Wallander returned to Ystad. He parked near the square and headed down the pedestrian street to buy some gauze bandages at the pharmacy. The clerk gazed sympathetically at his battered face. He bought food for dinner in the supermarket on the square. On his way back to the car he changed his mind and retraced his steps to the state liquor store. There he bought a bottle of whiskey. Even though he couldn’t really afford it, he chose malt whiskey.
By four thirty Wallander was back at the station. Neither Rydberg nor Martinson was around. He went over to the prosecutor’s office. The girl at the reception desk smiled.
“She loved the flowers,” she said.
“Is she in her office?”
“She’s in district court until five o’clock.”
Wallander headed back. In the corridor he ran into Svedberg.
“How’s it going with Bergman?” asked Wallander.
“He’s still not talking,” said Svedberg. “But he’ll soften up eventually. The evidence is piling up. The crime lab technicians think they can connect the weapon to the crime.”
“What else have we got on this?”
“It looks as if both Ström and Bergman were active in various anti-immigrant groups. But we don’t know whether they were operating on their own or as entrepreneurs working for some organization.”
“In other words, everybody is perfectly happy?”
“I’d hardly say that. Björk’s talking about how he was so anxious to catch the murderer, but then it turned out to be a cop. I suspect they’re going to play down Bergman’s importance and dump it all on Valfrid Ström, who has nothing more to say about it.
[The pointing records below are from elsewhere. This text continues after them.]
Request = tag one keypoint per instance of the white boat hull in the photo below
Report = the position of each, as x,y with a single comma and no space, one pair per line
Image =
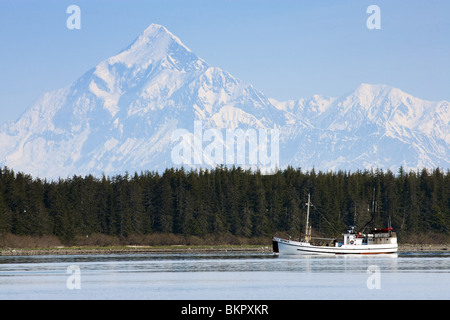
283,246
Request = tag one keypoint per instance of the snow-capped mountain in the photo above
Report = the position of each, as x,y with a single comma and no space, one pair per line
136,110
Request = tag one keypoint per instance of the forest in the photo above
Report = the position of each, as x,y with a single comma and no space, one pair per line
224,203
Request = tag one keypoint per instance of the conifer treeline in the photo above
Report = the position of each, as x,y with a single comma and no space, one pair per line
224,201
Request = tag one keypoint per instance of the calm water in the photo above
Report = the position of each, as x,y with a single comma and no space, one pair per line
220,276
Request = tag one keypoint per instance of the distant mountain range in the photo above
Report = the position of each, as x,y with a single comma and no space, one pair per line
144,108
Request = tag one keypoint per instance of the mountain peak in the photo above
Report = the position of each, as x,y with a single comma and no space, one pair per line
153,44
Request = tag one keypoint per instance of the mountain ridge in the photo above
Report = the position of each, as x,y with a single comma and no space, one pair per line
121,116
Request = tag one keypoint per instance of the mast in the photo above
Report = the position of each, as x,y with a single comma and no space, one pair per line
308,228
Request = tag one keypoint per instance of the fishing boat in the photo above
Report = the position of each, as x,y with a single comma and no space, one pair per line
377,241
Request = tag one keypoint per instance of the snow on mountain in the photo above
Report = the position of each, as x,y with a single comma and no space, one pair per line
122,116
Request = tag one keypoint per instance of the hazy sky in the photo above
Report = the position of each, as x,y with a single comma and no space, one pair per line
286,49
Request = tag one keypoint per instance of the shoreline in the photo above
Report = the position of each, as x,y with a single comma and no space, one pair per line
182,249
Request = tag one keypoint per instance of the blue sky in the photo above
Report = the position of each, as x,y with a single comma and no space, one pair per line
286,49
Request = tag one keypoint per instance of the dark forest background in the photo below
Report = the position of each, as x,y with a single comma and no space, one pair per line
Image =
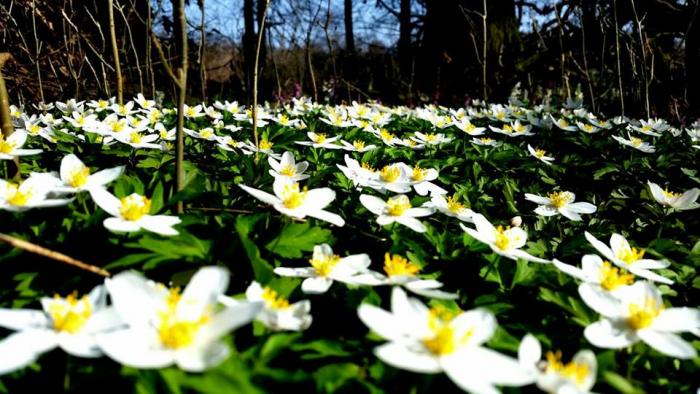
632,57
Personally, I think Bergman was just as involved in the whole thing.”
“I wonder whether Ström was the one who called me at home,” said Wallander. “I never heard him say enough to tell for sure.”
Svedberg gave him a searching look. “Which means?”
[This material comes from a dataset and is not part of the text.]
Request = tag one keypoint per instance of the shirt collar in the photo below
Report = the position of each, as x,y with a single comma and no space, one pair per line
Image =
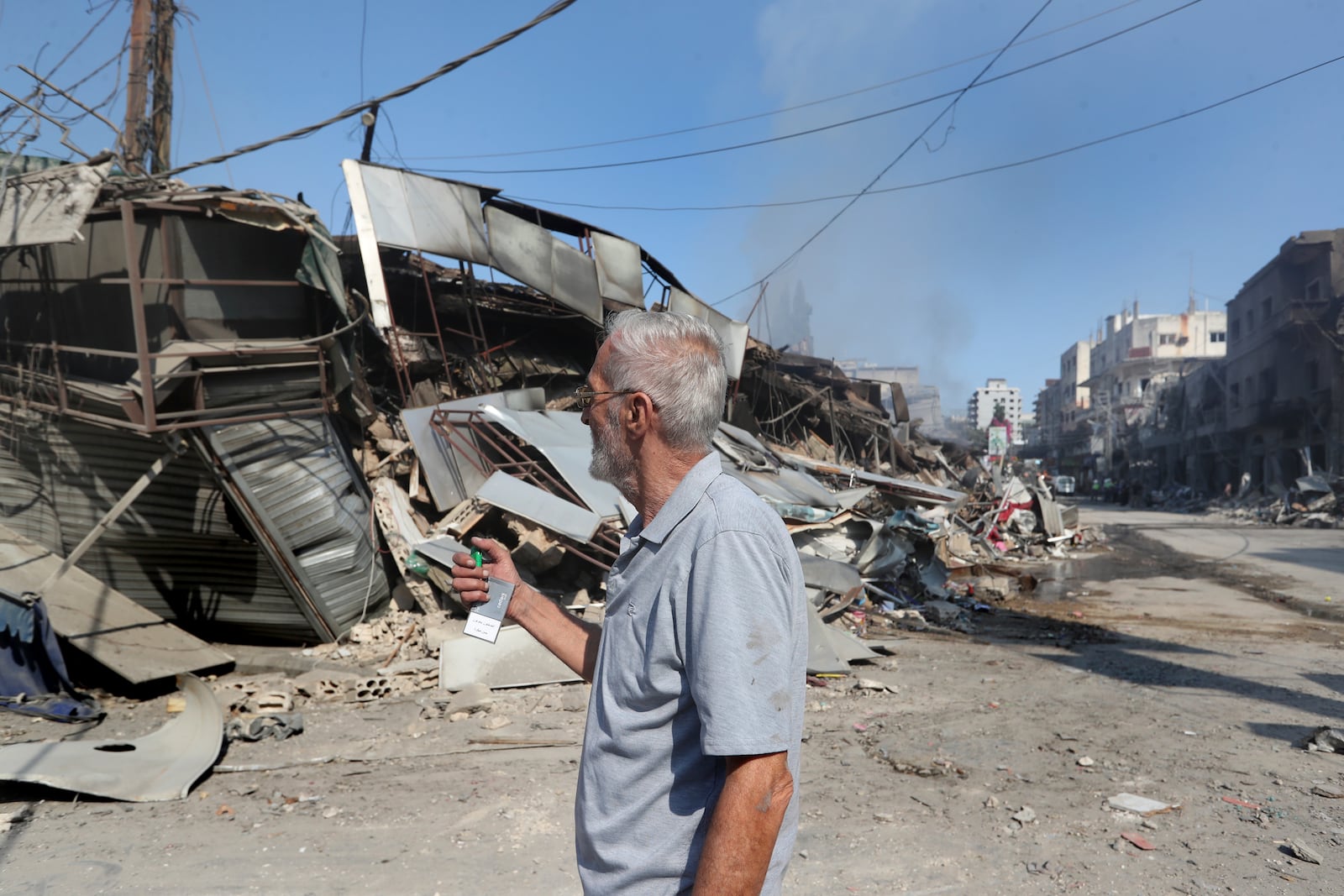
683,500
“That in the worst case, there are others who are prepared to take over the killing from Bergman and Ström.”
“I’ll tell Björk that we have to continue our patrols of the camps,” said Svedberg. “By the way, we’ve gotten a lot of tips indicating that it was a gang of kids who set the fire here in Ystad.”
“Don’t forget the old man who got a sack of turnips in the head,” said Wallander.
“How’s it going with Lenarp?”
Wallander hesitated with his answer. “I’m not really sure,” he said. “But we’re doing some serious work on it again.”
At ten minutes past five Martinson and Rydberg were in Wallander’s office. He thought that Rydberg still looked tired and worn-out. Martinson was in a bad mood.
“It’s a mystery how Lövgren got to Ystad and back again on Friday, January fifth,” he said. “I talked to the bus driver on that route. He said that Johannes and Maria used to ride with him whenever they went into town. Either together or separately. He was absolutely certain that Johannes Lövgren did not ride his bus any time after New Year’s. And no cab had a fare to Lenarp. According to Nyström, they took the bus when they had to go anywhere. And we know that Lövgren was tight-fisted.”
“They always drank coffee together,” said Wallander. “In the afternoon. The Nyströms must have noticed if Lövgren went off to Ystad or not.”
“That’s exactly what’s such a mystery,” said Martinson. “Both of them claim that he didn’t go into town that day. And yet we know that he went to two different banks between eleven thirty and one fifteen. He must have been away from home at least three or four hours that day.”
“Strange,” said Wallander. “You’ll have to keep working on it.”
Martinson referred to his notes. “At any rate, he doesn’t have any other safe-deposit boxes in town.”
“Good,” said Wallander. “At least we know that much.”
“But he might have one in Simrishamn,” Martinson objected. “Or Trelleborg. Or Malmö.”